Die Fahrt durch die Wüste, meist im Lastwagen oder im Toyota-Geländewagen, ist voll Tücken. Man braucht die richtigen Papiere – Algerien verlangt von den meisten afrikanischen Ländern gültige Visa, Libyen nicht. Man braucht einen Fahrer, der nicht bei der ersten Schwierigkeit die Passagiere zum Aussteigen auffordert und behauptet, das Ziel sei gleich hinter der nächsten Düne zu Fuß zu erreichen.

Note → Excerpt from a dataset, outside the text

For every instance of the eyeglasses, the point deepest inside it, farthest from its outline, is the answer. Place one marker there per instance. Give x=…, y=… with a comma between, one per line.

Es ist ein lukratives Geschäft. Nach einem Bericht des in Frankreich lehrenden Arabisten Ali Bensaad über den Menschenschmuggel von Niger nach Libyen nehmen die Transsahara-Händler bis über 2.000 Euro pro Passagier und quetschen dann 80 Menschen auf die mit Waren vollgepackte Ladefläche. „Kathedralen-Lastwagen, auf denen sich Menschen über Waren türmen“, nennt er die Fahrzeuge, deren Insassen dann bei jeder Polizeikontrolle Schmiergeld lassen müssen.
Wer nicht zahlen kann, hat Pech. Erst letzte Woche klagte Ghanas Botschaft in Libyen, in der ersten Jahreshälfte 2003 seien 200 Ghanaer in der libyschen Wüste verdurstet. Im Mai 2001 fanden Reisende in der libyschen Wüste einen Lastwagen aus Niger, der sich drei Monate zuvor verirrt hatte. Inhalt: 140 Leichen. Algerien verhaftet regelmäßig Migranten in seiner Wüstenmetropole Tamanrasset und setzt sie 600 Kilometer südlich an der Grenze zu Mali wieder aus.

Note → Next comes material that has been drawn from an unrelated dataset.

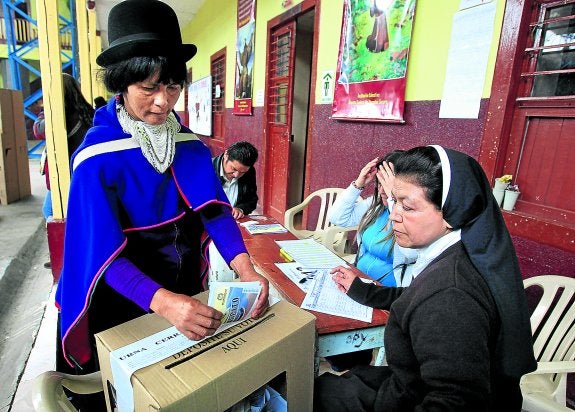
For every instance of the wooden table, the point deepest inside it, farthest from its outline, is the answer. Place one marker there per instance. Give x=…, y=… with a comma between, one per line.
x=336, y=334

Wer die Wüste durchquert, ist noch nicht am Ziel. Die Städte der nordafrikanischen Transitländer Marokko, Algerien, Tunesien und Libyen sind voll mit Schwarzafrikanern. In Marokko halten sich zahlreiche Migranten in den Wäldern rings um die spanischen Exklaven Ceuta und Melilla auf und hoffen darauf, irgendwann durch den Zaun zu schlüpfen. Beim Warten auf die Weiterreise nehmen viele jeden Job an, bis hin zu Prostitution und Drogenhandel. Der Rassismus der Maghrebiner gegenüber Schwarzafrikanern ist groß. Im Herbst 2000 gab es in Libyen Pogrome gegen Schwarzafrikaner, denen mehrere hundert Menschen zum Opfer fielen.

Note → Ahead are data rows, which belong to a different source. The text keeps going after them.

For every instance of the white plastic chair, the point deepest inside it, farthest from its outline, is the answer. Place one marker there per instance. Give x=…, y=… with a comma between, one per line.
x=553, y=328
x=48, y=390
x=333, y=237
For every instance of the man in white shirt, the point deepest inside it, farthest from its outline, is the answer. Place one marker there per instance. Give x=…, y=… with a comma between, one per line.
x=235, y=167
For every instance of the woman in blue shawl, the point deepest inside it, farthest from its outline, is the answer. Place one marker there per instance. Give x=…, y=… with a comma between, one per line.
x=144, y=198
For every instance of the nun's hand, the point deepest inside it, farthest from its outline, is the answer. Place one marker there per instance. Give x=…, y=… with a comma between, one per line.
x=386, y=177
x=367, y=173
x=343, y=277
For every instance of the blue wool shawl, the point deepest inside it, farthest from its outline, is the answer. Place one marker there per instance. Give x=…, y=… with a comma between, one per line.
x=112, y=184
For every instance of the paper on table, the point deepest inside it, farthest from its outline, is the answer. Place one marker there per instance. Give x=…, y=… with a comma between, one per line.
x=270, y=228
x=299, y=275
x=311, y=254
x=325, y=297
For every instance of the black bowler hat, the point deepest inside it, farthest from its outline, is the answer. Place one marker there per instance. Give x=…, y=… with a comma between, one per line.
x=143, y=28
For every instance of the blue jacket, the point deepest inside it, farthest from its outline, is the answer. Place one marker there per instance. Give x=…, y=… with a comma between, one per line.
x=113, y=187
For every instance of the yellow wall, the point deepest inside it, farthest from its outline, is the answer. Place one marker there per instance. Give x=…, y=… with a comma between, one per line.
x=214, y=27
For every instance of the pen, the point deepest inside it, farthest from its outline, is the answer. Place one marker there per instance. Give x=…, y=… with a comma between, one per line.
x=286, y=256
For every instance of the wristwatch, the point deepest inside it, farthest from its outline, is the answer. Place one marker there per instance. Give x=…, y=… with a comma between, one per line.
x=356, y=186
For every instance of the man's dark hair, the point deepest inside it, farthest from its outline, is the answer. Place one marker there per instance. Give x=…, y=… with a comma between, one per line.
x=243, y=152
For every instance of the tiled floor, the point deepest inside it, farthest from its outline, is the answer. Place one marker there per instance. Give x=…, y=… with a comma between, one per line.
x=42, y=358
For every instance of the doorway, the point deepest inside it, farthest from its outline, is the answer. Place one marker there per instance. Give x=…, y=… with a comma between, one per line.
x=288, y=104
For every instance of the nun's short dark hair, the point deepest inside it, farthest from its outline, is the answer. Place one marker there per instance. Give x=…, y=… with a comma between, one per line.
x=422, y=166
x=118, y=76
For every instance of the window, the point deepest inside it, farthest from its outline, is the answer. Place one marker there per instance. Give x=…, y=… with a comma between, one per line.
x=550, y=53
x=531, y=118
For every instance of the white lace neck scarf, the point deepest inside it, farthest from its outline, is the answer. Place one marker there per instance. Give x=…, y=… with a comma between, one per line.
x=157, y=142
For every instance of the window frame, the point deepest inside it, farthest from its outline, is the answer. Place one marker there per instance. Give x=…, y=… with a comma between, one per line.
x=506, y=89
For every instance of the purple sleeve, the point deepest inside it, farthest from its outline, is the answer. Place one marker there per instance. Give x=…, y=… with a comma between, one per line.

Die Transsahara-Route ist die bekannteste der afrikanischen Migrationsrouten, aber nicht die einzige. Viele der dieser Tage im Mittelmeer vor Italiens Küste aufgefundenen Afrikaner stammen aus Somalia. Sie kommen über das Rote Meer und Ägypten. Der Zustand Somalias, das seit zwölf Jahren keine Zentralregierung mehr hat, macht Ausreisekontrollen unmöglich. Tausende somalische Kinder werden jährlich unbegleitet nach Europa geschickt, in der Hoffnung auf Asyl. Bevorzugtes Ziel: London.
Die Abschottung Europas wird zugleich immer perfekter. Seit Sommer 2002 überwacht Spanien die marokkanische Küste – was dazu führt, dass immer mehr Migranten auf die Kanarischen Inseln ausweichen. Mit ihren Maghreb-Assoziationspartnern praktiziert die EU die Offensivverteidigung: So wird Algerien aufgefordert, für Europa seine Südgrenze dicht zu machen.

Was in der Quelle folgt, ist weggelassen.